Medallion architecture
The data lake structure in Ensono Stacks is based upon the medallion architecture design pattern. The default data lake deployed through Ensono Stacks contains the following data layers:
Data lake layer | Description | Default container name | Data format | Stacks workload type |
---|---|---|---|---|
Bronze | The initial landing area where data is stored as per its original source, prior to any transformations. | raw | Parquet | Data ingest |
Silver | The data has been cleansed, validated and stored in an optimal format to support downstream analytic use-cases. | staging | Delta | Data processing |
Gold | Reliable data entities prepared for specific use-cases. These typically combine and aggregate datasets from the silver layer. | conformance | Delta | Data processing |
Fabric lakehouse
Microsoft Fabric can be used as the lakehouse layer in an Ensono Stacks Data Platform. Fabric provides an all-in-one analytics experience, with a range of tools for data analysts, data engineers and data scientists. It also closely integrates with Power BI. Full details on getting a Fabric lakehouse up and running with your Ensono Stacks Data Platform are in the getting started section.
Stacks Data utilities
The deployed platform utilises the Stacks Data Python library, which provides a range of utilities to enhance the process for developing and deploying production-ready data pipelines and workloads.

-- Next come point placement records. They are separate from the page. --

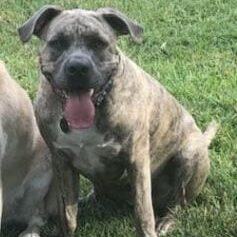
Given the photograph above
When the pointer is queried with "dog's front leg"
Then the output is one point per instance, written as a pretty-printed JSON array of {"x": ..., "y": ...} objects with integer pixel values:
[
  {"x": 67, "y": 181},
  {"x": 141, "y": 181}
]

Central to this is the Datastacks CLI, which enables automatic generation of new data workloads.
Quality assurance
Quality and reliability of data workloads are at the core of Ensono Stacks Data Platform. This is ensured through frameworks for data quality and automated testing.
Sample dataset
The example workloads included in the solution are based upon an example Azure SQL data source and dataset. This data source may optionally be deployed as part of the data platform, to allow full demonstration testing of these example workloads.